Meski Taliban hari ini semakin menciptakan harapan untuk memperkuat perdamaian dunia, pandangan yang menyebut bahwa Taliban masih memiliki jaringan sel yang beririsan dengan organisasi terorisme masih saja dapat ditemukan. Sehingga neo-Taliban dikait-kaitkan sebagai sel-sel tertidur bagi gerakan terorisme di kemudian hari. Dengan kondisi seperti ini, perkembagan kekuasaan atas nama agama di Afghanistan terus dipantau oleh berbagai pihak, terutama bagi kalangan pencegahan terorisme.
Sebagai negara yang inklusif dan toleran, Indonesia memang harus terlibat melakukan kerjasama dengan Afghanistan, terlebih sebelum Afghanistan jilid dua terwujud, Indonesia pernah berusaha untuk melakukan upaya rekonsiliasi atau resolusi konflik untuk perdamaian Afghanistan. Namun demikian, Taliban hari ini telah sukses menguasai Afghanistan dengan cara pertumpahan darah dan merebut pusat-pusat strategis militer di Afghanistan.
Dari peristiwa Afghanistan jilid dua ini paling tidak kita dapat memetik pelajaran bahwa di balik Taliban tersimpan potensi politisasi agama yang harus diwaspadai. Sebab tidak ada satu ajaran agama pun di Indonesia mengajarkan perebutan kekuasaan melalui pertumpahan darah dan menabur propaganda politisasi agama. Atas dasar inilah semua yang sedang memahami Afghanistan tidak dapat dilihat secara kacamata kuda, sebab bungkusan politisasi agama juga dapat terjadi di sana, serta potensi penguasaan negara dari kalangan terorisme juga mengintai di balik keberadaan neo-Taliban di Afghanistan.

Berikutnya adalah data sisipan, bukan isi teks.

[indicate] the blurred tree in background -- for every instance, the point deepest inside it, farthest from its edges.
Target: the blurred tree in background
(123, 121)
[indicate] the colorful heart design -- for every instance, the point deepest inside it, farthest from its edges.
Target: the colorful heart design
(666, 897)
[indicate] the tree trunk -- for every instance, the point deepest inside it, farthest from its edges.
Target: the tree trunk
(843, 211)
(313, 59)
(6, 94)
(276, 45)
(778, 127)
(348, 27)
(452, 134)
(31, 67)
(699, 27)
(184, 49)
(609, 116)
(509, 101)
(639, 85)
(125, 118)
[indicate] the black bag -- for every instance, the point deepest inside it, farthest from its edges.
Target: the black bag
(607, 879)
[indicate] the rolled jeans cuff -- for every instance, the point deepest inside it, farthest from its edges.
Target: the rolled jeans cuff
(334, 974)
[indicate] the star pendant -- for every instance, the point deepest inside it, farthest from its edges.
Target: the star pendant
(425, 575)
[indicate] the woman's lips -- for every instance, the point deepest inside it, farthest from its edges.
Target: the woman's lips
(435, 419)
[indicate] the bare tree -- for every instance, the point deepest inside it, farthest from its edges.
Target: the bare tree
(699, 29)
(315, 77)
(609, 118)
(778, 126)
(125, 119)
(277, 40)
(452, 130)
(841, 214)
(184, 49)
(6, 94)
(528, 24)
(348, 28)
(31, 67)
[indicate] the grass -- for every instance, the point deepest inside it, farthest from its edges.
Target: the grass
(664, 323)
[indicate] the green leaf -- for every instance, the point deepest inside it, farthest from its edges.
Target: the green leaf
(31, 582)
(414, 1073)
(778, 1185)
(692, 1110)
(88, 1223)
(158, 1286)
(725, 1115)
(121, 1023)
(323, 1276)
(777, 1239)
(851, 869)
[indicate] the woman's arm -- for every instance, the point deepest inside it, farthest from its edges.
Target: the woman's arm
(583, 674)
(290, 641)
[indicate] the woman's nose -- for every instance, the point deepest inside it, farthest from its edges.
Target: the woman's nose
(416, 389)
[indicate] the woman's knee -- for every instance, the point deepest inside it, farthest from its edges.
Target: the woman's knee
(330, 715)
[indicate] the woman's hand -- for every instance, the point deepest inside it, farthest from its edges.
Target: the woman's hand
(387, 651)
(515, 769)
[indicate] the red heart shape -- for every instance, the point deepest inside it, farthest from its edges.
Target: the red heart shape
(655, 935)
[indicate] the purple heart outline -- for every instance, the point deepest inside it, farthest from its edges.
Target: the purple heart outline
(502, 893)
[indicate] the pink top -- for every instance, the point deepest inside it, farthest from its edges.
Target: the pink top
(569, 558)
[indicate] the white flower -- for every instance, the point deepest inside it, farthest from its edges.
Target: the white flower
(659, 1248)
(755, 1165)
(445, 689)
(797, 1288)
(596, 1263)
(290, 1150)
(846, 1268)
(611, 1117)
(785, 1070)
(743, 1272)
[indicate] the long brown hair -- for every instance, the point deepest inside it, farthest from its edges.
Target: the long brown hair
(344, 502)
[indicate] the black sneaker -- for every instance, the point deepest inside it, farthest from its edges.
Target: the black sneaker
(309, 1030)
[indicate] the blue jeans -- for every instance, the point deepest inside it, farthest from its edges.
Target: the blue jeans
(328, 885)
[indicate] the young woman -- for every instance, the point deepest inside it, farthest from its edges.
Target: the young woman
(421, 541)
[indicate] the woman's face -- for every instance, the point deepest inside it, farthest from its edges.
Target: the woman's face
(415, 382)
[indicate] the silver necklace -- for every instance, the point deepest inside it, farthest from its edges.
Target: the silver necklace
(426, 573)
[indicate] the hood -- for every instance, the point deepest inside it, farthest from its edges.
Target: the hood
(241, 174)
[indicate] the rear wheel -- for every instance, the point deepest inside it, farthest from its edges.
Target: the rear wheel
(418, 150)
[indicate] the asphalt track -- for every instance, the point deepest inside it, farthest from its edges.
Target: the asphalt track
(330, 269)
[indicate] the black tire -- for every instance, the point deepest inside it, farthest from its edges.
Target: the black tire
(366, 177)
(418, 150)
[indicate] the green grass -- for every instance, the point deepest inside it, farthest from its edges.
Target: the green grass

Melalui persoalan yang komplit dan belum terurai dengan baik inilah sejatinya kita patut waspada tentang bahaya politisasi agama yang memanfaatkan isu penguasaan Afghanistan oleh neo-Taliban yang akhir-akhir ini semakin gencar menabur janji-janji manis di ruang publik. Dalam persoalan ini pula kita jangan lupa dengan pernyataan Lord Acton bahwa "Power tends to corrupt, and absolute power corrupt absolutely" (Kekuasaan itu cenderung korup, dan kekuasaan yang absolut cenderung korup secara absolut). Apakah kekuasaan neo-Taliban di Afghanistan hari ini megarah pada kekuasaan yang korup? Atau benar-benar sesuai dengan nilai syariat Islam secara kaffah? Untuk itu, “Afghanistan Yes, Politisasi Agama No”.